Build a ChatGPT App with the OpenAI Apps SDK and MCP in TypeScript
Monday 15/06/2026
·11 min readYou've seen the demos: someone types a request into ChatGPT and a real, interactive UI appears inline — a map, a playlist, a booking form — not a blob of markdown. That's an Apps SDK app, and the moment you try to build one yourself you hit a wall. The OpenAI Apps SDK ships official TypeScript templates and almost no explanation of how the pieces talk to each other. Where does the UI live? How does your React component get the tool's data? How does a button click inside the widget run a tool back on your server?
This post answers exactly that. We'll build a working ChatGPT app with the OpenAI Apps SDK and MCP in TypeScript — a "book a meeting room" app with a calendar widget — and I'll be explicit about the part everyone gets stuck on: the MCP-to-iframe bridge.
If you've never built an MCP server, skim How to Build an MCP Server in TypeScript from Scratch first. This post assumes you know what a tool and a resource are.

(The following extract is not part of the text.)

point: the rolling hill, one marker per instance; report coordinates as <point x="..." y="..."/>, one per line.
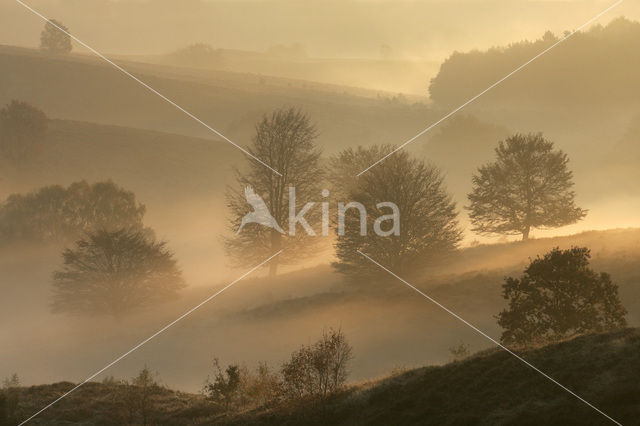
<point x="84" y="88"/>
<point x="493" y="387"/>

How an Apps SDK app actually works
Here's the mental model that took me too long to figure out. An Apps SDK app is two things glued together:
- An MCP server — plain old Model Context Protocol. It exposes tools (functions the model calls) and resources (static assets). Nothing ChatGPT-specific so far.
- A widget — an HTML+JS bundle, served as an MCP resource, that ChatGPT renders in a sandboxed
<iframe>. Inside that iframe you get awindow.openaiglobal that bridges back to ChatGPT over JSON-RPC on top ofpostMessage.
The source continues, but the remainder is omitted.